By Laura Mandaro, MarketWatch -
SAN FRANCISCO — U.S. stocks rose Friday on a round of bargain hunting and a surge in energy shares, curbing what still turned out to be the worst week of the year for two stock benchmarks.
The Dow Jones Industrial Average rose 34.59 points, or 0.3 percent, to 13,080.73. The S&P 500 gained 4.33 points, or 0.3 percent, to 1,397.11. The Nasdaq Composite rose 4.60 points, or 0.2 percent, to 3,067.92.
The higher close ended a three-day losing streak for the Dow and S&P 500.
Still, the Dow and the S&P 500 notched their worst week of the year, falling 1.2 percent and 0.5 percent, respectively. The Nasdaq rose 0.4 percent for the week.
“I think today is more about portfolios that have missed this rally and are looking to get in on a dip,” said Jim Paulsen, chief investment strategist at Wells Capital Management.
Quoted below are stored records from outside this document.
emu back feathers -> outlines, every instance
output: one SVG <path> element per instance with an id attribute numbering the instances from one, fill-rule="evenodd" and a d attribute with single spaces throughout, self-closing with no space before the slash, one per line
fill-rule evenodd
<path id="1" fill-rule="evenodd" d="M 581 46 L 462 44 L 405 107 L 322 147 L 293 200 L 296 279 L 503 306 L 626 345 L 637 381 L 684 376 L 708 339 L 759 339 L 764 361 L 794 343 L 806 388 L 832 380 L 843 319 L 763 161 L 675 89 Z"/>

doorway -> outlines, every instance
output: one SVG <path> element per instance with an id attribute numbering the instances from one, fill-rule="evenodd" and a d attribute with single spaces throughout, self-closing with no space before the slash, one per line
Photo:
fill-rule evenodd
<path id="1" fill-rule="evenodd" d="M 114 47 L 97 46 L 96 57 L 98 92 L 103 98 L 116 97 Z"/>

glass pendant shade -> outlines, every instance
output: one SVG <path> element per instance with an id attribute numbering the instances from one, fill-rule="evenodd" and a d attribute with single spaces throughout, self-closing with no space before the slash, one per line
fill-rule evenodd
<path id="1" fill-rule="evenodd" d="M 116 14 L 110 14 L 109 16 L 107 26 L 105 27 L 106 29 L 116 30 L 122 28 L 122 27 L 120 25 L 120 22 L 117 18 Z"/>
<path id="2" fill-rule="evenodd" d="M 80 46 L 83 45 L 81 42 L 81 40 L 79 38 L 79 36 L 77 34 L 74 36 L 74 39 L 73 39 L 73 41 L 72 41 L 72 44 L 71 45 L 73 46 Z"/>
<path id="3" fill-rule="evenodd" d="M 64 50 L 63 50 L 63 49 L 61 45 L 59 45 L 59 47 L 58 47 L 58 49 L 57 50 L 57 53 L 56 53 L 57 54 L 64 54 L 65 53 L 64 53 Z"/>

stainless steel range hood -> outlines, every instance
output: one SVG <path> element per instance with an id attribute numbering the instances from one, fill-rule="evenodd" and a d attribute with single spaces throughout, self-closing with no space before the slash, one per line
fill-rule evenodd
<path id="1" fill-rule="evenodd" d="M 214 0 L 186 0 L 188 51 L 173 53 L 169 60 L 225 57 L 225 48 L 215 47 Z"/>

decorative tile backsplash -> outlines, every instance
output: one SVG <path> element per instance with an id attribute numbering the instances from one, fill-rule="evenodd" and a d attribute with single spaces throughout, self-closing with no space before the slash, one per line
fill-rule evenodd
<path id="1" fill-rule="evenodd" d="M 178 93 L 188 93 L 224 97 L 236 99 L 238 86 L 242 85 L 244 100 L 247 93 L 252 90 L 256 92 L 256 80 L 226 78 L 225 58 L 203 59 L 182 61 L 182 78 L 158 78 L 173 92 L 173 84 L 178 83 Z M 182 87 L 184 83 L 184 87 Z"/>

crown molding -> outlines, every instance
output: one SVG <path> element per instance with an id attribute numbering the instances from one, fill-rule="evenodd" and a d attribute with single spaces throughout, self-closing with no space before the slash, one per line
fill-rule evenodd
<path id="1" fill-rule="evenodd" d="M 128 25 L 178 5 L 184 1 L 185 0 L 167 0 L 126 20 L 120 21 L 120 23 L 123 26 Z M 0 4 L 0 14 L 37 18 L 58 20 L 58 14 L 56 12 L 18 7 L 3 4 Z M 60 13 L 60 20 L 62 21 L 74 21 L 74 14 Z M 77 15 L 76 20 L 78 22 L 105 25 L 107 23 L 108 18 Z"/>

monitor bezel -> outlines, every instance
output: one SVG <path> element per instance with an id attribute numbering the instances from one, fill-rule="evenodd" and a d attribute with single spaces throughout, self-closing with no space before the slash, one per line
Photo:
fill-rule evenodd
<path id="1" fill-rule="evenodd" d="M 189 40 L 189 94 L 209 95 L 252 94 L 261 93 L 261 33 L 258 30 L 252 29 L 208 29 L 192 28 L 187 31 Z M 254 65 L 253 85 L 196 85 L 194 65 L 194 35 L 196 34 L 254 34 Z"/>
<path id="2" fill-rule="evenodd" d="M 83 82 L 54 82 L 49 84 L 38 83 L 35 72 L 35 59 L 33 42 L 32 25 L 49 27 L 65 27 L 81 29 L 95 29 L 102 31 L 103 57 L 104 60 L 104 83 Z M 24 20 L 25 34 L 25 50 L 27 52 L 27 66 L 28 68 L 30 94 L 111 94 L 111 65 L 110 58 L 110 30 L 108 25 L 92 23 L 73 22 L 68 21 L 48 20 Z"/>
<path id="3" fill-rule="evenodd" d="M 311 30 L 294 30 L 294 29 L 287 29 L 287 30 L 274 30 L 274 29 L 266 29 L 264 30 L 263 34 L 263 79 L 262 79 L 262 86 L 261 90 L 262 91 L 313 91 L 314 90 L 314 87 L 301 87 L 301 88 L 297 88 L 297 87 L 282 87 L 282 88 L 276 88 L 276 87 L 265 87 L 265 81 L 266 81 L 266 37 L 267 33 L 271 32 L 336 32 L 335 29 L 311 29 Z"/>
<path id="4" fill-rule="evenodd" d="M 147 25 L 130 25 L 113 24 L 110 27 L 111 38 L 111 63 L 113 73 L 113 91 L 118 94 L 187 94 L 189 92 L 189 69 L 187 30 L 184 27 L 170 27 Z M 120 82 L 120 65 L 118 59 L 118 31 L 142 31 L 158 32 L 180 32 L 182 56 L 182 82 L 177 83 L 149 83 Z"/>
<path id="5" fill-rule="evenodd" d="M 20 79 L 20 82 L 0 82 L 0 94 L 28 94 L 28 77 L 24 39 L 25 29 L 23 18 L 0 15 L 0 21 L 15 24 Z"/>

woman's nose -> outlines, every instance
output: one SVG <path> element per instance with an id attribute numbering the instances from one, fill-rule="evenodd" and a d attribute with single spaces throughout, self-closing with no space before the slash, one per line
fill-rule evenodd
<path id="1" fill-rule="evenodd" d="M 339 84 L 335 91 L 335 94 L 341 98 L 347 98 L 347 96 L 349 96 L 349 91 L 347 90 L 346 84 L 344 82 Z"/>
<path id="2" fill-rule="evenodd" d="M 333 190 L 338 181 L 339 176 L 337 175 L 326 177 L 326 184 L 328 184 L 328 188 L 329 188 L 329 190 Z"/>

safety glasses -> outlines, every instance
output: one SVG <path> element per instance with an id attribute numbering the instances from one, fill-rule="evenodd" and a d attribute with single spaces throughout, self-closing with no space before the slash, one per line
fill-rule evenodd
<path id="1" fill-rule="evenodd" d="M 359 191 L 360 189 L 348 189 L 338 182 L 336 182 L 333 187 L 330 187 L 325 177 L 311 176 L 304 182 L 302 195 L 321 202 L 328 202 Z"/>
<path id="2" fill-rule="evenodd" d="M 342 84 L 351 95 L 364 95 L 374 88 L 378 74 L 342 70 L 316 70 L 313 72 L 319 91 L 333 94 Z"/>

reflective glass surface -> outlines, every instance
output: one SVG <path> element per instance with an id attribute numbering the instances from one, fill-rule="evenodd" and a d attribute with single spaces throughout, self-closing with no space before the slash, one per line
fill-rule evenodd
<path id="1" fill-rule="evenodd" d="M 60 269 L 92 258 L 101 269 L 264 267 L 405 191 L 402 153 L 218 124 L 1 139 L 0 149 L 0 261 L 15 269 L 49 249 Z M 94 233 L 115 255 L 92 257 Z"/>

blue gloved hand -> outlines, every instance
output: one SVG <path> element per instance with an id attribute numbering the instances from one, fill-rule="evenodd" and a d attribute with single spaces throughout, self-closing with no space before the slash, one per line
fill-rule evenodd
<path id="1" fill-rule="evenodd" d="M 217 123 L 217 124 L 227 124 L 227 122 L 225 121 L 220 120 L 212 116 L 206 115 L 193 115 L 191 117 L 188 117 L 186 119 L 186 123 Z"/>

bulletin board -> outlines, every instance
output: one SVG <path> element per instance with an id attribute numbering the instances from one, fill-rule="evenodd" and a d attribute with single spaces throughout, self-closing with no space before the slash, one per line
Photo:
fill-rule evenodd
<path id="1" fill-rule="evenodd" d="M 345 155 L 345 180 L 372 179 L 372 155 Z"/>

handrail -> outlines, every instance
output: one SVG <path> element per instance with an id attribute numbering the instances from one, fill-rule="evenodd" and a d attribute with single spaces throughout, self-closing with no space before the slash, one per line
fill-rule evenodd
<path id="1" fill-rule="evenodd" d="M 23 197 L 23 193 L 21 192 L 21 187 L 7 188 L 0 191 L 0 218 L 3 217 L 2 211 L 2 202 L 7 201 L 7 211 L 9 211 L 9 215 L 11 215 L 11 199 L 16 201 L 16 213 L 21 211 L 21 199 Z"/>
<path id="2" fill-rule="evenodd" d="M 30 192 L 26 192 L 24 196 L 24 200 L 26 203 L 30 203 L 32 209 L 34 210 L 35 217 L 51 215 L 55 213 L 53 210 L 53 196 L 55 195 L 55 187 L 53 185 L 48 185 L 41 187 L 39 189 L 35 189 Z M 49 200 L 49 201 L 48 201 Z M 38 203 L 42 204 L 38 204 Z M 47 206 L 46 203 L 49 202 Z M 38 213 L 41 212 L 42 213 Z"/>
Plus, a drop in the dollar “reignited some dollar-sensitive sectors, such as oil, basic materials,” and industrials sensitive to international revenues, he said.
On the Dow, equipment maker Caterpillar Inc. and oil conglomerate Chevron Corp. contributed the most to the index’s point gain on Friday. Hewlett-Packard Co. rose the most in percent terms, gaining 2.6 percent.
Materials, particularly chemical stocks, and energy sectors on the S&P 500 rose the most, gaining nearly 1 percent each. Of the 10 industry groups, only tech and telecoms fell.
Components Discover Financial Services and Nabors Industries Ltd. rose 4.1 percent, the two best on the S&P 500.
Crude-oil futures for May delivery rose 1.4 percent to settle at $106.87 a barrel on the New York Mercantile Exchange, helped by concerns about global supplies following a report that Iranian oil exports fell around 300,000 barrels per day in March. They dipped for the week.
Gold, silver and industrial metals also advanced Friday.
The dollar declined against the euro and yen, adding to weekly losses, as falling U.S. bond yields reduced the attraction of U.S. debt. The dollar index fell 0.5 percent to 79.344 on Friday.
U.S. stocks had veered between mild gains and losses in morning trading, after lukewarm U.S. housing data and weaker global manufacturing data in prior sessions dented sentiment.
Purchasing managers indexes in China and Europe, released earlier in the week, showed private activity in contraction.
Though expected, the data were “a reason for traders to take a little off the table,” said Fred Dickson, chief investment strategist at Davidson Cos. in Lake Oswego, Oregon.
“We’re in a light news zone, (that’s) lacking fuel for the bulls. It will probably be this way through the end of the month.”
Stocks, which wavered in opening trades, fell after data on housing, sending the Dow as much as 43 points lower.
Midmorning, the Commerce Department said sales of new homes dipped 1.6 percent in February to a seasonally adjusted 313,000, from a slightly downwardly revised 318,000 in January. Economists polled by MarketWatch had expected improving sales, at a 330,000 annual rate.
The key stock indexes are up between 7 percent and 18 percent this year, a heady move that had prompted strategists in recent weeks to say a correction was likely.
But the gains have come alongside light trading volumes, which has cast some doubts on the strength of the rally.
On Friday, volume on the New York Stock Exchange was 741.7 million and NYSE composite volume was 3.5 billion, well short of last year’s average of 4.3 billion. Nasdaq Composite volume was 1.4 billion, or 80 percent of the last month’s volume.
On the NYSE, advancers surpassed decliners by more than two to one.